Я, видимо, смотрел на них осоловелым взглядом – и оба посчитали необходимым добавить, что справедливость восторжествует только потому, что мы живём в Америке. Я, кстати, до сих пор горжусь тем, что ответил на это свершением настоящего подвига: не удавил на месте ни одного из индусов, а просто развернулся и ушёл.

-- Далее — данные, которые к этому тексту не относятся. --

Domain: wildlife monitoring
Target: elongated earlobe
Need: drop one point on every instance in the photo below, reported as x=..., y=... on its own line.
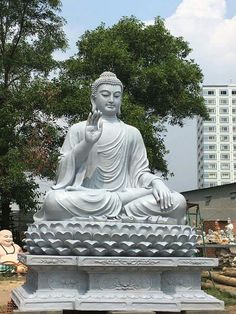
x=93, y=103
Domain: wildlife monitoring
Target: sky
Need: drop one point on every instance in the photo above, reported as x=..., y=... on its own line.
x=210, y=28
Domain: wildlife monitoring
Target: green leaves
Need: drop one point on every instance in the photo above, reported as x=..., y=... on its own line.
x=30, y=30
x=160, y=83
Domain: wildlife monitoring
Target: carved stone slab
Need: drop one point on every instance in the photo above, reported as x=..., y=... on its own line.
x=114, y=284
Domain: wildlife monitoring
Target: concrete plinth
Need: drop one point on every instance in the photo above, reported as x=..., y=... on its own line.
x=170, y=284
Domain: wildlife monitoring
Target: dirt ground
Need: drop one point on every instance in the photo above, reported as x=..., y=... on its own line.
x=7, y=285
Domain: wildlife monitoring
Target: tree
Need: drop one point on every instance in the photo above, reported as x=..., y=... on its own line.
x=161, y=84
x=30, y=30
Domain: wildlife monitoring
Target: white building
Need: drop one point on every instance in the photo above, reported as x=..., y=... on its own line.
x=217, y=137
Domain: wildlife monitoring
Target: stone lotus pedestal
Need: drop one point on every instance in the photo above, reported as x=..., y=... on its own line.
x=113, y=266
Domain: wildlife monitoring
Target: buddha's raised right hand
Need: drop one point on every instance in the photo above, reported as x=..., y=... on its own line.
x=94, y=125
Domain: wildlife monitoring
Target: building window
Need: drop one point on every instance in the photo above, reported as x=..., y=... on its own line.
x=210, y=101
x=211, y=110
x=209, y=128
x=224, y=119
x=225, y=175
x=225, y=166
x=209, y=147
x=212, y=166
x=210, y=92
x=224, y=101
x=210, y=175
x=224, y=147
x=232, y=195
x=209, y=156
x=224, y=110
x=223, y=92
x=209, y=138
x=224, y=156
x=224, y=129
x=224, y=138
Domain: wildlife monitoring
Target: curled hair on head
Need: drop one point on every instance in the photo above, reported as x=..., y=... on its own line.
x=105, y=78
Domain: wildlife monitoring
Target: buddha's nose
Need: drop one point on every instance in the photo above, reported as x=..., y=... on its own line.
x=111, y=99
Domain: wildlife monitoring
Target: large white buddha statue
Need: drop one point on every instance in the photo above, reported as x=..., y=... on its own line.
x=104, y=171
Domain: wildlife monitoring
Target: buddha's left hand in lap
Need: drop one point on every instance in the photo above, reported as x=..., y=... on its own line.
x=162, y=194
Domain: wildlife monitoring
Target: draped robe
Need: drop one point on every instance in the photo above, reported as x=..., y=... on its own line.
x=117, y=163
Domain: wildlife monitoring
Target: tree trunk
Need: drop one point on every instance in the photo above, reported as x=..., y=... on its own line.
x=6, y=210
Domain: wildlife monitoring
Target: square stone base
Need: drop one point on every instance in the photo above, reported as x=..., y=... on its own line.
x=114, y=284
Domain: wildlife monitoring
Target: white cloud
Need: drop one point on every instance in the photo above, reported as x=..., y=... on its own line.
x=211, y=36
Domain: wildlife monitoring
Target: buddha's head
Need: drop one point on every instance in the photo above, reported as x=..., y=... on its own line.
x=107, y=94
x=6, y=238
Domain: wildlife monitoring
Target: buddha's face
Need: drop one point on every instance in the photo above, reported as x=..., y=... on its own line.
x=108, y=99
x=6, y=238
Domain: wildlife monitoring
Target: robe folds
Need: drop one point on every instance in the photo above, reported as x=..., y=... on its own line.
x=117, y=163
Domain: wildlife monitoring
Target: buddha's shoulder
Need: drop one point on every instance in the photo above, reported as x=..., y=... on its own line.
x=77, y=126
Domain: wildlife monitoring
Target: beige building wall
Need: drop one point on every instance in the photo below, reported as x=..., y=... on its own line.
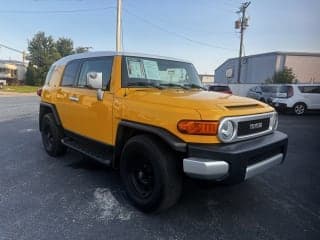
x=306, y=68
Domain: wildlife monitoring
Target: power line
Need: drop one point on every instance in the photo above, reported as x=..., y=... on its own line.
x=55, y=11
x=175, y=33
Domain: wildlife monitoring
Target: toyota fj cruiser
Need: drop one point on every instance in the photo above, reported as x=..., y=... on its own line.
x=150, y=117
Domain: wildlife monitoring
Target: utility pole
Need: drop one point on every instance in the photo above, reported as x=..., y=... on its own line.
x=242, y=23
x=15, y=50
x=119, y=36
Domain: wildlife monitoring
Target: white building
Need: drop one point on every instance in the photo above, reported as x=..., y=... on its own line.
x=12, y=72
x=256, y=69
x=206, y=78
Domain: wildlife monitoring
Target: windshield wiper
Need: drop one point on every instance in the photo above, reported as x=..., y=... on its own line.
x=145, y=84
x=174, y=85
x=192, y=85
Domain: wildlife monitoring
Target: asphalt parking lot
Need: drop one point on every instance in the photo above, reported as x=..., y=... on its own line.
x=75, y=198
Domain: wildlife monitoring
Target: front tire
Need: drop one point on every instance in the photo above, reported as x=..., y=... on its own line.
x=51, y=136
x=151, y=174
x=299, y=109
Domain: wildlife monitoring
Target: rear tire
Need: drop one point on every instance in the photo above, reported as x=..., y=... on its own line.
x=151, y=174
x=299, y=109
x=51, y=136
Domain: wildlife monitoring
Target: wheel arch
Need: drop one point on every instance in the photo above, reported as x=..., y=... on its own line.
x=128, y=129
x=48, y=108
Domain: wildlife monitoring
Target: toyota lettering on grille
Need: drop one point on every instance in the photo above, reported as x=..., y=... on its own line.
x=255, y=125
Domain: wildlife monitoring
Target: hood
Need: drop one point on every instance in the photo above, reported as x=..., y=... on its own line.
x=194, y=99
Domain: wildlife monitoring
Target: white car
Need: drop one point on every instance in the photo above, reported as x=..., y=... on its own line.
x=297, y=97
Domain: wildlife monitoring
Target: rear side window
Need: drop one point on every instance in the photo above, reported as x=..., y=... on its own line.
x=70, y=73
x=309, y=89
x=283, y=89
x=102, y=65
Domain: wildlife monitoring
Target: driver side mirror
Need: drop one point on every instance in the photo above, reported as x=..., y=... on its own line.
x=94, y=80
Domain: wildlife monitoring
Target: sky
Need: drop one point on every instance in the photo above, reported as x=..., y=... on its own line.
x=200, y=31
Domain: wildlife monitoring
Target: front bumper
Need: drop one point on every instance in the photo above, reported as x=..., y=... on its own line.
x=237, y=161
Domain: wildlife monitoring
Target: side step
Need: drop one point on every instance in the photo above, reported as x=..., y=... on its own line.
x=102, y=155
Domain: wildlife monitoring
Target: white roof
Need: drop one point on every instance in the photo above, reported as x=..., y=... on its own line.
x=67, y=59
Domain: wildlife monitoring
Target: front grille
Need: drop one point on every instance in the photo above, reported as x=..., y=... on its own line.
x=253, y=126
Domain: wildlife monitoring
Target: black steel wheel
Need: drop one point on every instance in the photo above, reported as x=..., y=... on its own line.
x=151, y=174
x=51, y=136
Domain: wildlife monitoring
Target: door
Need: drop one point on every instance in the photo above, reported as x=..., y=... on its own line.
x=84, y=113
x=312, y=94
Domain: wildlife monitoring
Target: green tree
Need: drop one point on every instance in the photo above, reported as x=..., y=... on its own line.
x=82, y=49
x=42, y=53
x=64, y=46
x=285, y=76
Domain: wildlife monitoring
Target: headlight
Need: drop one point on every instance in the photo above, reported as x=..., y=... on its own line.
x=274, y=121
x=226, y=131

С того самого дня никого из Краснеров я не видел, хотя, к моему неизменному удивлению, тосковал по ним часто.
Люба в отель больше не заявлялась. Впрочем, если бы она и не бросила работу, увидеться там с моей женой ей не пришлось бы. Возвратившись к жене, я настоял на том, чтобы и она, в свою очередь, возвратилась к античной филологии. Объяснил это требование ссылкой на предчувствие, будто в этой области начинается бум. Жена с радостью согласилась уйти из отеля, но попросила мотивировать мой неожиданный прогноз. Я сослался на новость дня: в Алабаме какой-то финалист конкурса всезнаек застрелил победителя за то, что – в отличие от него – тому было известно имя Гомера.
Восемь лет спустя я прочёл в русской газете, что поздравляем, дескать, всех российских эмигрантов: акушер-гинеколог Краснер стал ассистентом профессора на кафедре общей психиатрии в Балтиморском Мемориальном госпитале. Вдобавок – пишет книгу «на любопытнейшую тему: терапевтические возможности перевоплощения».